Our diagnostic model integrates Random Forest (RF) feature importance with Best Subset Selection (BSS) to construct an interpretable eight-gene panel. RF allows for robust ranking of non-linearly associated features, while BSS ensures a parsimonious final model. The model performed well across internal and external datasets (AUC > 0.85), suggesting generalizability across populations. Unlike deep learning methods, our approach maintains clinical interpretability, making it more suitable for translational use. Compared to prior machine learning studies in UC that focused solely on differential expression, our method provides an immune-informed, pathway-grounded approach that may better reflect disease biology.

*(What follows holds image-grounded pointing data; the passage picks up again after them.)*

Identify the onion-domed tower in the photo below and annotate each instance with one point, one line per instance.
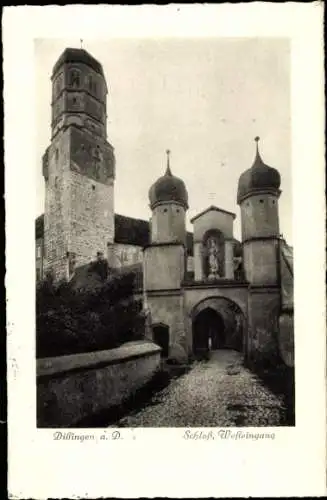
(258, 193)
(78, 166)
(168, 202)
(165, 259)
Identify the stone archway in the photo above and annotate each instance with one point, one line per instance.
(225, 320)
(208, 331)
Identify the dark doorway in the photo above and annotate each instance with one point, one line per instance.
(161, 337)
(208, 331)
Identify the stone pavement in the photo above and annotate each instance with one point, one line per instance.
(219, 392)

Moreover, the identified immune-related biomarkers may serve not only as diagnostic tools but also as potential targets for precision therapies. Advances in targeted delivery systems - such as antibody-drug conjugates, nanoparticles, or RNA-based platforms - offer the opportunity to deliver immunomodulatory agents directly to the inflamed intestinal tissue, potentially enhancing efficacy while minimizing systemic side effects. The integration of biomarker-based stratification with these delivery systems may represent a promising direction for future UC therapies and translational applications. In addition to direct immunological and transcriptomic markers, recent advances underscore the therapeutic relevance of microbiota-derived immunomodulators, such as short-chain fatty acids (SCFAs), indole derivatives, and bacterial extracellular vesicles. These metabolites influence key immune pathways including Treg/Th17 balance, inflammasome activation, and epithelial barrier integrity. Integrating host gene signatures with microbial metabolite profiles may enable co-targeting strategies that synergize immune diagnostics with microbial modulation.38 Future studies may investigate whether our identified biomarkers correlate with specific microbial signatures or functional metabolites, potentially guiding more personalized and mechanistically-informed treatment.

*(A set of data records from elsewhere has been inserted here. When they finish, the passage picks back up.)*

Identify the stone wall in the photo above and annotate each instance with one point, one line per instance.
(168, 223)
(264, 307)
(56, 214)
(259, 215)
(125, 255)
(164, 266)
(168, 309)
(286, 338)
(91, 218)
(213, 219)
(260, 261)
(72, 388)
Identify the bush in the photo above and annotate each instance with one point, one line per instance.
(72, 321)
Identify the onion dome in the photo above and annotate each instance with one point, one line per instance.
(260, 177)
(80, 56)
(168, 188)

Translational Implications
The eight-gene diagnostic panel identified in this study not only facilitates molecular diagnosis of UC but may also provide a foundation for precision therapy. Several of the eight genes are involved in immune cell signaling and inflammation, making them promising targets or anchoring points for novel delivery strategies. Recent developments in reactive oxygen species (ROS) responsive nanocarriers and biomimetic cell membrane systems have enabled targeted modulation of inflammatory tissues with enhanced specificity and reduced systemic toxicity.14,39 In parallel, microbiota-derived immunomodulators such as short-chain fatty acids and tryptophan metabolites are being explored for their therapeutic synergy with immune-targeted approaches.38 Integrating transcriptomic biomarkers with these advanced platforms holds promise for achieving personalized, localized, and multimodal therapy in ulcerative colitis.
Limitations
This study has several limitations. First, detailed clinical information such as medication history and disease activity scores was incomplete in some public GEO datasets, which may introduce residual confounding despite our efforts to select well-annotated samples. In contrast, our local cohort included prospectively collected, treatment-naïve UC patients with complete clinical documentation, helping to mitigate this issue. Second, the IHC validation was performed on a relatively small cohort (24 UC and 21 controls) due to strict inclusion criteria. Although consistent with transcriptomic trends, larger cohorts and functional validation - including gene perturbation, in vitro models, and correlation with treatment outcomes - are needed to fully establish the clinical utility. Then, while the eight-gene diagnostic model showed strong performance in internal and external datasets, its AUC declined in the independent validation set. This may be due to overfitting or inter-dataset heterogeneity, including demographic differences, sampling protocols, and sequencing platforms. These findings highlight the need for multicenter validation and batch effect correction strategies. Immune cell estimation was based on bulk RNA-seq data, which averages signals across heterogeneous cell populations and may obscure subtle, spatially restricted immune dynamics. Future studies employing single-cell or spatial transcriptomics are warranted to refine immune landscape resolution. Lastly, immunomodulatory therapies (eg, corticosteroids, biologics, 5-ASA) can influence gene expression and immune profiles. While our local cohort was restricted to untreated patients, treatment status was incompletely annotated in public datasets. More comprehensive pharmacologic data will be crucial in future studies to isolate disease-intrinsic signatures.
Conclusion
In summary, this study highlights the significant role of immune microenvironment dysregulation in the pathogenesis of UC. Analyzing gene expression data and immune cell infiltration profiles from UC patients led to the identification of several aberrantly expressed immune cells, including B cells, macrophages, and various T cell subtypes, such as CD4+ naive T cells and Th2 cells. This immune imbalance is associated with the chronic inflammatory nature of UC. At the same time, gene co-expression analysis and machine learning models led to the identification of eight key biomarkers, namely GATA2, IL8, LAT, NOLC1, SMARCA5, SMC3, STX10, and ZMIZ1, which demonstrated strong diagnostic potential for UC. These findings provide novel insights into the immunopathogenesis of UC and offer promising targets for therapeutic intervention. Our results suggest that these biomarkers could facilitate early diagnosis and potentially guide the development of personalized treatments aimed at modulating the immune response in UC patients.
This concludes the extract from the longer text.